This past weekend you probably noticed the moon looking extremely large! The Northern Hemisphere’s full Hunter’s Moon, which made its debut this past Saturday night (10/15), ushers in the first of this year’s three full-moon supermoons, that is, full moons near perigee, or the moon’s closest point to Earth for the month. But did you know that the November and December full moons will qualify as supermoons, too?!? That’s right! We will enjoy supermoons for the remainder of 2016!
The size difference of a year’s largest and smallest full moons is comparable to that of a U.S. quarter and a U.S. nickel.
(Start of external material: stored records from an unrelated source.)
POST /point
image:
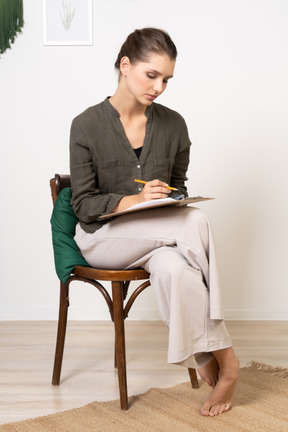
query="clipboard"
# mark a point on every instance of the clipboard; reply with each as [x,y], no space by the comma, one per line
[162,202]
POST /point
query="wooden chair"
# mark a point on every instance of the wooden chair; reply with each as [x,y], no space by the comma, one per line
[119,305]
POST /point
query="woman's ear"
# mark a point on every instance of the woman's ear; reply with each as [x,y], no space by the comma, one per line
[125,65]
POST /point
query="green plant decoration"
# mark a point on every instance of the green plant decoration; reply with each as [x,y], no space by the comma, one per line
[11,22]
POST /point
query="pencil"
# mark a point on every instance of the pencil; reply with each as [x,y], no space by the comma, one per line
[142,181]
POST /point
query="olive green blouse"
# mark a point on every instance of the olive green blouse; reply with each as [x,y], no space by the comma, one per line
[103,164]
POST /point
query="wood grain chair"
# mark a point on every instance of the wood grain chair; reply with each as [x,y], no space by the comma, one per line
[119,304]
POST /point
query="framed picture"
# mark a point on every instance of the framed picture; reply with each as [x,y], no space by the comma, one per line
[67,22]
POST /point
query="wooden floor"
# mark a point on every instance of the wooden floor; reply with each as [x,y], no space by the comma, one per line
[27,350]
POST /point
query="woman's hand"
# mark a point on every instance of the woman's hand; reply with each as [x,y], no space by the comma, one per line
[152,190]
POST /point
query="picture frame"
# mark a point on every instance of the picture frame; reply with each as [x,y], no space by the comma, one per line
[67,22]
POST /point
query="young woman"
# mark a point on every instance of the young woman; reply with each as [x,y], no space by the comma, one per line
[129,136]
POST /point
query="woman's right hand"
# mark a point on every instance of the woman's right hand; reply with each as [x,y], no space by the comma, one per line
[154,189]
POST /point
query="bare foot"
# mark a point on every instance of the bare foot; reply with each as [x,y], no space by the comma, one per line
[209,372]
[220,399]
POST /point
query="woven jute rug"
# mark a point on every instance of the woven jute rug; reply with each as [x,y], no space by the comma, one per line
[260,405]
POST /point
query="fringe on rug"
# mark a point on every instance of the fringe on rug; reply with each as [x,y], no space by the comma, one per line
[274,370]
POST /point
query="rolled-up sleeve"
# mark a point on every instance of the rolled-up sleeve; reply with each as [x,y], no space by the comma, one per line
[87,200]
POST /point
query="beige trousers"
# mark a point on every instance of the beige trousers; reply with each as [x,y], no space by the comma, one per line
[175,245]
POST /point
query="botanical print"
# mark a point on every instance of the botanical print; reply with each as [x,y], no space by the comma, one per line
[67,22]
[67,14]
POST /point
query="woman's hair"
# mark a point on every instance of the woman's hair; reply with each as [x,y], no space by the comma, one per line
[141,43]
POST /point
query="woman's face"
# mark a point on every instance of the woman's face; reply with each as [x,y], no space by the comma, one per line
[145,81]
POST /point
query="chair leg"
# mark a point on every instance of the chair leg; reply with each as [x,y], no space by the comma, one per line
[118,312]
[193,378]
[61,332]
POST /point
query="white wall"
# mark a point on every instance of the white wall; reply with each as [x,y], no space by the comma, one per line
[231,87]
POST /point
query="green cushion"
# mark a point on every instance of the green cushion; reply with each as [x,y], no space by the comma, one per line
[63,223]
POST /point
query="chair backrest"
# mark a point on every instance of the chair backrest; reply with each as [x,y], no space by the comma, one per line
[59,182]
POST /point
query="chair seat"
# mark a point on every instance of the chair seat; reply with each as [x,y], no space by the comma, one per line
[110,275]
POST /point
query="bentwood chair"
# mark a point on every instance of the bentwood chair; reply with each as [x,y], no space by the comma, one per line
[71,266]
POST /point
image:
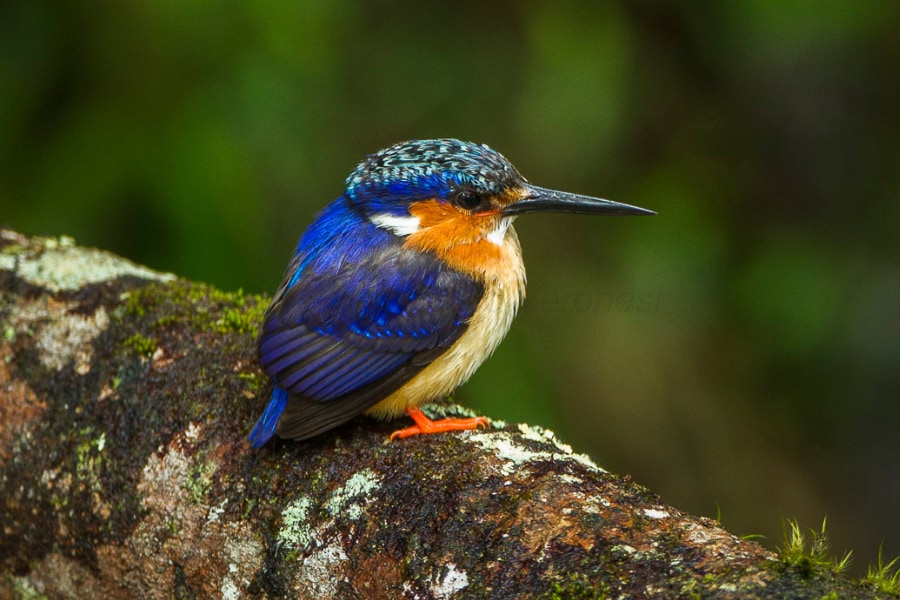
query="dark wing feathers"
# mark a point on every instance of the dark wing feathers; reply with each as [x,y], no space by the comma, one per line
[344,335]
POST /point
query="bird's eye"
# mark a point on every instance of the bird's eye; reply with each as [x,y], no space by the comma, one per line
[467,200]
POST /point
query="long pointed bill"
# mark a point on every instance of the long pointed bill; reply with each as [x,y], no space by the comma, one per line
[538,199]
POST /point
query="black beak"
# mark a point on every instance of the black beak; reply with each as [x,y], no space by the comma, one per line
[539,199]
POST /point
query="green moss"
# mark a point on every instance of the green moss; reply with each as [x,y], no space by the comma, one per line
[145,346]
[809,555]
[576,586]
[884,577]
[201,307]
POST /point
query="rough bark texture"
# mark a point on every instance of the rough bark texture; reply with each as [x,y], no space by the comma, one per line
[125,400]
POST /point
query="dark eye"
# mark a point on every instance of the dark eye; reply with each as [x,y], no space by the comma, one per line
[467,200]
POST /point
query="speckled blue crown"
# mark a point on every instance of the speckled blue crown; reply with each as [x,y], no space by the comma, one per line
[417,169]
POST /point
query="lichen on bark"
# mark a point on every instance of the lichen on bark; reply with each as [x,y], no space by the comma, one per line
[125,401]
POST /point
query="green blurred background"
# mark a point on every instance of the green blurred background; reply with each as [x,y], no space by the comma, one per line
[740,351]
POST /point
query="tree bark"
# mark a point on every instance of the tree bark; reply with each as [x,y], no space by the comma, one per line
[126,397]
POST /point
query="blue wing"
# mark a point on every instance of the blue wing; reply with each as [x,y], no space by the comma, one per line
[353,323]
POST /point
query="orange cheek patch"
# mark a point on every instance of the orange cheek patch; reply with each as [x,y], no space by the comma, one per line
[456,237]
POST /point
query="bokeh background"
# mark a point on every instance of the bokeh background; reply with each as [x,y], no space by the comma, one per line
[738,353]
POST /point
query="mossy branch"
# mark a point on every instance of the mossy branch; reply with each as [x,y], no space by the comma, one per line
[125,400]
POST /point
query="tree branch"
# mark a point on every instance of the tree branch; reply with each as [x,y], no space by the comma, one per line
[125,400]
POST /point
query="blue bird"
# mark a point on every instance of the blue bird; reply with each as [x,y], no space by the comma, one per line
[401,288]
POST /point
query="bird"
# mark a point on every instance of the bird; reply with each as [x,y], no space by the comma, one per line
[401,288]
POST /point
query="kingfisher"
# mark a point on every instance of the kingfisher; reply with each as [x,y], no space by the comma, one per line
[401,288]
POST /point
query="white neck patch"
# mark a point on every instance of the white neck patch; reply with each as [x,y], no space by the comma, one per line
[397,225]
[497,236]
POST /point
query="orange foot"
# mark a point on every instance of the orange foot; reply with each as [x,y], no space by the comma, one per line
[426,425]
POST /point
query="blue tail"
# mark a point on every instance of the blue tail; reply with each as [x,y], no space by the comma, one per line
[265,427]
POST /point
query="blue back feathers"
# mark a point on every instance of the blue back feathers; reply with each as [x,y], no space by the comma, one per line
[357,314]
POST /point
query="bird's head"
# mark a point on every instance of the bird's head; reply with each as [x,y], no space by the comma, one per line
[445,193]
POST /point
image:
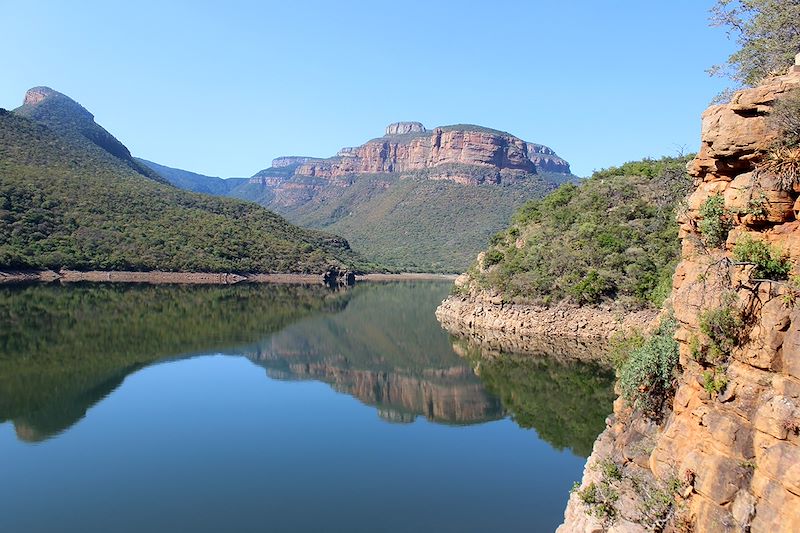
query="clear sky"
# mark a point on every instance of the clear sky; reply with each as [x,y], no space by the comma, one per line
[221,88]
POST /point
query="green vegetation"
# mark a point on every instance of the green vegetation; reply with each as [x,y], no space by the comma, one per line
[722,330]
[190,181]
[714,224]
[69,203]
[601,497]
[647,376]
[412,223]
[785,118]
[69,119]
[768,33]
[714,381]
[614,236]
[769,262]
As I wandered the streets in Lake Louise looking for the Hunter’s Moon, it seems that other neighborhood sky gazers noticed the large size. But nothing compared to my view earlier in the evening from the highway when the moon had just risen above the horizon and the drivers on the road were seeing the entire full moon for the first time. It looked like the Death Star was landing on the rolling hills in the distance. All full moons appear especially large when they’re close to the eastern horizon after sunset. This effect is known as the moon illusion. With these supermoons, you will want a clear view of the eastern horizon.
The November 14, 2016 full moon – closest and largest full moon of 2016 – will also be the largest full moon thus far in the 21st century (2001 to 2100). It’ll be the closest encounter between the Earth and moon until November 25, 2034 – which is after all current CES students are done with HS, and done with 4 years of college…and probably starting their careers! Not trying to flash the next 18 years in front of your eyes! Just pointing out that you might want to look up at the super duper supermoon this Fall!